Saturday, July 03, 2010
Rereading Anne of Ingleside
After this latest reread, Anne of Ingleside remains my least favourite Anne book, and my least favourite but one L.M. Montgomery novel. Anne's children are noxiously cute and her perfect motherhood cloying. But I'm glad to have dipped back into it all the same for the dark undercurrent in it that intrigues me. I remembered the story of Peter Kirk's funeral, and of Anne and Gilbert's anniversary reunion with Christine Stuart as strong points of the book. But I don't think that I'd noticed before that most of the rest of the episodes in it, even the cutesy kid ones, are also tales of disillusionment.

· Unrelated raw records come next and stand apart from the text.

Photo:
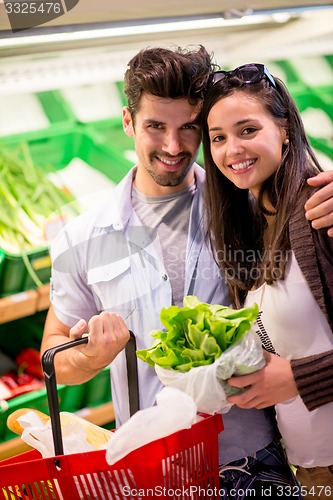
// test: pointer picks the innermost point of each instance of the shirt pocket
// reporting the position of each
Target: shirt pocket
(113, 286)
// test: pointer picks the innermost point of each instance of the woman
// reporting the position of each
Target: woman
(258, 160)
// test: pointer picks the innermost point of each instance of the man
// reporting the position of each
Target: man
(147, 248)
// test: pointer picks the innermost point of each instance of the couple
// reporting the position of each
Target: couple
(150, 245)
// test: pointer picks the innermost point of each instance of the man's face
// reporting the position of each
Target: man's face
(167, 138)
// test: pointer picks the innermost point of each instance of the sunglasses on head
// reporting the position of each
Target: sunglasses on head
(248, 73)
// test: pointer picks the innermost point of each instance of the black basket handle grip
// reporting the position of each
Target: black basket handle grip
(51, 390)
(51, 384)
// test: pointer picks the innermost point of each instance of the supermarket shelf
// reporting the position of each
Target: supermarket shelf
(100, 415)
(24, 304)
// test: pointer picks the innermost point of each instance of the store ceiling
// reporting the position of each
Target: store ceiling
(308, 32)
(131, 11)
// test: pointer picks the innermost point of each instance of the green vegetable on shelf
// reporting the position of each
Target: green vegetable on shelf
(27, 200)
(196, 334)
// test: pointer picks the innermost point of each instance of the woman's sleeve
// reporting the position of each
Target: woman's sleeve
(314, 379)
(314, 374)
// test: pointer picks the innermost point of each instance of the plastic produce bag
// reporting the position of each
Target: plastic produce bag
(203, 345)
(207, 385)
(174, 411)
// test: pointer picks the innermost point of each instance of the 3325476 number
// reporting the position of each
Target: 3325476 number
(33, 7)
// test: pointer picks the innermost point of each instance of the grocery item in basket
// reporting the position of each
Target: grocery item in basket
(201, 347)
(174, 410)
(78, 434)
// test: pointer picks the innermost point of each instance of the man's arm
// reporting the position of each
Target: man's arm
(108, 335)
(319, 208)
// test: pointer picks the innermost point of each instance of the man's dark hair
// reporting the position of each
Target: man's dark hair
(167, 73)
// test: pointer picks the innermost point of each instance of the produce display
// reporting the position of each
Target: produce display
(27, 199)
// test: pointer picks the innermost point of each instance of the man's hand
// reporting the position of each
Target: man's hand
(319, 208)
(108, 335)
(270, 385)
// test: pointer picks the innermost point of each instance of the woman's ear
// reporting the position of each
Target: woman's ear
(127, 122)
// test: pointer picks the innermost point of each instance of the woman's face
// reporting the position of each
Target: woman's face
(245, 141)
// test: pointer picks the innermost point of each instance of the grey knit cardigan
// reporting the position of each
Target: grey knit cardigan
(313, 250)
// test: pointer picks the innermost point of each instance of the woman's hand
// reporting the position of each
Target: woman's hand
(272, 384)
(319, 208)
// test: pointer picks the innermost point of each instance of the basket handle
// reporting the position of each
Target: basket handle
(51, 384)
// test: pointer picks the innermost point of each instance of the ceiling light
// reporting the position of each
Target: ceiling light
(143, 29)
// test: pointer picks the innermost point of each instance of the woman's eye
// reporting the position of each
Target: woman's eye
(217, 138)
(249, 130)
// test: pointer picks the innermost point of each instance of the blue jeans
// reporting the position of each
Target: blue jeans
(265, 475)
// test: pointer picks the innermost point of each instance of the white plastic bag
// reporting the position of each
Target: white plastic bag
(174, 411)
(38, 434)
(207, 384)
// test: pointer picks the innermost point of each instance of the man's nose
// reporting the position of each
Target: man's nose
(172, 143)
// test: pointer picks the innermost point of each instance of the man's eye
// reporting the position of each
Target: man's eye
(218, 138)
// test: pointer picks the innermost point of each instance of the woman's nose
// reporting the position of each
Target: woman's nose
(234, 146)
(172, 143)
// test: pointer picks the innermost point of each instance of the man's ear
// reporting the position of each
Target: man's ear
(127, 122)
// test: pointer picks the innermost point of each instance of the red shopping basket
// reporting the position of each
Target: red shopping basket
(181, 465)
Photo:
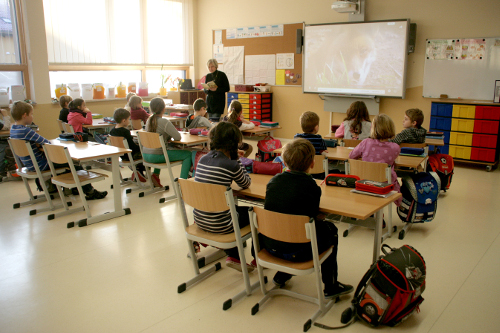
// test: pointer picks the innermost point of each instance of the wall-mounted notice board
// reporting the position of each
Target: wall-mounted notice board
(261, 44)
(462, 68)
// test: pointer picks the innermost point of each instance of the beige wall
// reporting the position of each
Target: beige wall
(434, 18)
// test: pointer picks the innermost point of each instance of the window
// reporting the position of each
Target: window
(13, 64)
(124, 36)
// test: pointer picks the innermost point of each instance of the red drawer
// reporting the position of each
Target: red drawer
(486, 126)
(483, 154)
(484, 140)
(487, 112)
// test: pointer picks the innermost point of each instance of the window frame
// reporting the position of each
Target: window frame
(23, 65)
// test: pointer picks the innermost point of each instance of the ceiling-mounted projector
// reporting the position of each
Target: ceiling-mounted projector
(345, 6)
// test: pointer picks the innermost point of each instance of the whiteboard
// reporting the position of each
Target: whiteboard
(466, 79)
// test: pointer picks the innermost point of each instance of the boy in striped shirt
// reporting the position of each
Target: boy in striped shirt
(22, 113)
(221, 166)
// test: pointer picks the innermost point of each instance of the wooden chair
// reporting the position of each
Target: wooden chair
(121, 142)
(60, 154)
(136, 124)
(379, 172)
(68, 128)
(155, 141)
(60, 124)
(212, 198)
(299, 229)
(350, 142)
(320, 165)
(22, 148)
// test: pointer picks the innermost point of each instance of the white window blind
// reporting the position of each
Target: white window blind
(118, 31)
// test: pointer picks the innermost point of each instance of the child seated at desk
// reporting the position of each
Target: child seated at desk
(79, 115)
(222, 166)
(198, 119)
(122, 118)
(378, 148)
(296, 192)
(64, 102)
(413, 131)
(157, 124)
(309, 122)
(357, 124)
(137, 112)
(235, 117)
(23, 115)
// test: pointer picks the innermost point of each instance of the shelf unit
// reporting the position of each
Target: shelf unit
(256, 105)
(470, 130)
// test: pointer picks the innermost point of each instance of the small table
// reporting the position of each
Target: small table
(87, 151)
(335, 200)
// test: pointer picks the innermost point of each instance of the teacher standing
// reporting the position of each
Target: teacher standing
(216, 96)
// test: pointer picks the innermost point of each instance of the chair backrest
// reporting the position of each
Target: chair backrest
(379, 172)
(149, 139)
(351, 142)
(318, 164)
(117, 141)
(61, 127)
(282, 227)
(203, 196)
(56, 154)
(19, 147)
(136, 124)
(68, 128)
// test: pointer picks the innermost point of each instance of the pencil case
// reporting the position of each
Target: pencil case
(341, 180)
(374, 187)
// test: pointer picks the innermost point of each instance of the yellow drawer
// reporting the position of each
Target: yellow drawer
(462, 139)
(460, 152)
(464, 111)
(462, 125)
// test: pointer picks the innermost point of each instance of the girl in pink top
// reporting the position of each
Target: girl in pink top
(377, 148)
(79, 114)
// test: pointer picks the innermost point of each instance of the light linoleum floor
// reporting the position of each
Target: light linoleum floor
(122, 275)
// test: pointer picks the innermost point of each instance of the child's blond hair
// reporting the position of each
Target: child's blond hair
(19, 108)
(415, 115)
(298, 155)
(308, 121)
(382, 127)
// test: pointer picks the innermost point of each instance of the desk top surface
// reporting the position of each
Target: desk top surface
(334, 200)
(89, 150)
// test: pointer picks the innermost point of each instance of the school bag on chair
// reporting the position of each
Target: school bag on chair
(266, 148)
(443, 165)
(420, 193)
(391, 290)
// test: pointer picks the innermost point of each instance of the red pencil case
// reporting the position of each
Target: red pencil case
(374, 187)
(179, 114)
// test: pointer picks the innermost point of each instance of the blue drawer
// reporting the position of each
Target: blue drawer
(441, 110)
(438, 123)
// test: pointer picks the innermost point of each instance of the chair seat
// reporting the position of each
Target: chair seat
(304, 265)
(194, 230)
(84, 176)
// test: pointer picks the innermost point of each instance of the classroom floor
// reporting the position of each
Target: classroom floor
(121, 275)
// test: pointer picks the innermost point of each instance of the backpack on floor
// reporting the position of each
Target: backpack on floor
(420, 193)
(266, 148)
(390, 291)
(442, 164)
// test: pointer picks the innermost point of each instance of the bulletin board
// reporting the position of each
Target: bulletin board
(270, 45)
(462, 68)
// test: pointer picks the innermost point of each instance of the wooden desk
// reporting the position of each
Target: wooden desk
(187, 140)
(259, 130)
(87, 151)
(335, 200)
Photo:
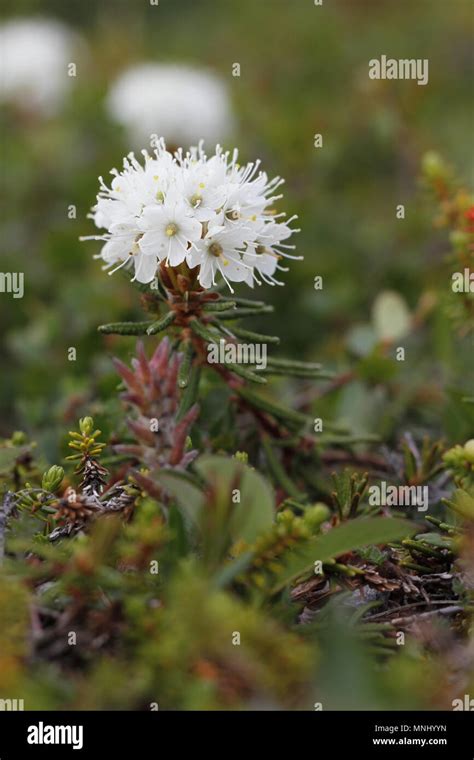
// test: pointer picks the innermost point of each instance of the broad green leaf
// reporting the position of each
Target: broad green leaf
(189, 497)
(354, 534)
(254, 513)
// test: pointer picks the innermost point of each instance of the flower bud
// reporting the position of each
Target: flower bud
(316, 514)
(86, 425)
(469, 450)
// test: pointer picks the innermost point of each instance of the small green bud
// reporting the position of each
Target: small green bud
(316, 515)
(469, 450)
(52, 478)
(86, 425)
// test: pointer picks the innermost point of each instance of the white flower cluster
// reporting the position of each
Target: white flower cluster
(34, 56)
(182, 103)
(211, 213)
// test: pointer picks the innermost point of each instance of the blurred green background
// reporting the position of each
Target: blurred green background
(304, 70)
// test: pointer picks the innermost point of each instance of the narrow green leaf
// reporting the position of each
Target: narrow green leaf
(219, 305)
(280, 412)
(190, 395)
(238, 313)
(239, 332)
(351, 535)
(162, 324)
(125, 328)
(208, 335)
(247, 374)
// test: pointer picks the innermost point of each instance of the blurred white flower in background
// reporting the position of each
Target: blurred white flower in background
(34, 58)
(181, 103)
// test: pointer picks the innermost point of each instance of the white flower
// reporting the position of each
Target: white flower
(211, 213)
(169, 231)
(181, 103)
(218, 252)
(35, 53)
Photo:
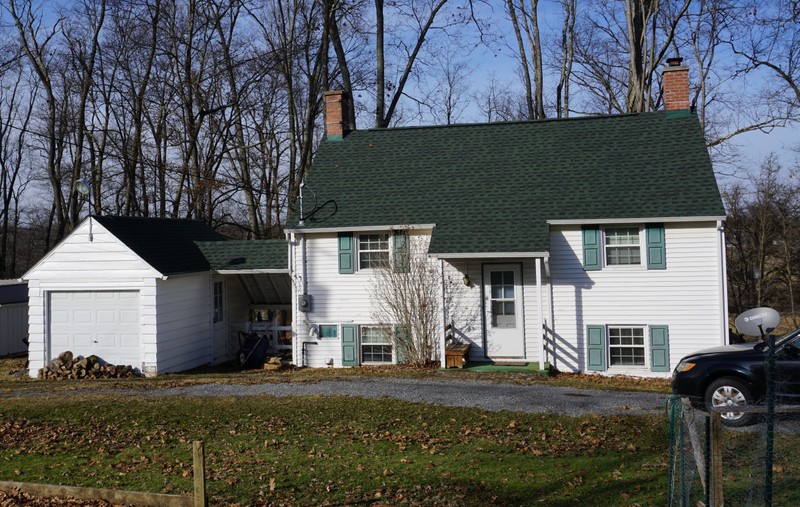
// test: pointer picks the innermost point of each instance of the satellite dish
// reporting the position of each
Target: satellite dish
(757, 321)
(82, 187)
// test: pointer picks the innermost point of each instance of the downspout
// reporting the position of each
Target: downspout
(540, 314)
(304, 289)
(550, 310)
(723, 263)
(442, 341)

I'm looking forward to reading The Blythes are Quoted with this fresh in my mind and thinking about these books together as examplars of what editor Benjamin Lefebvre terms Montgomery's "late style." Also, speaking of style, this time around I appreciated how well structured Anne of Ingleside is, weaving deftly through seasons and years and in and out of key moments in different characters' lives, and thereby painting a rich picture of the Blythe household and the broader Glen St. Mary community. Finally, the meeting of Susan Baker and Rebecca Dew, two of my favourite characters in Montgomery's oeuvre and indeed in literature generally, is in itself worth the price of admission. What fun Montgomery must have had writing that bit of dialogue and the correspondence that followed. On now to a reread of Rainbow Valley.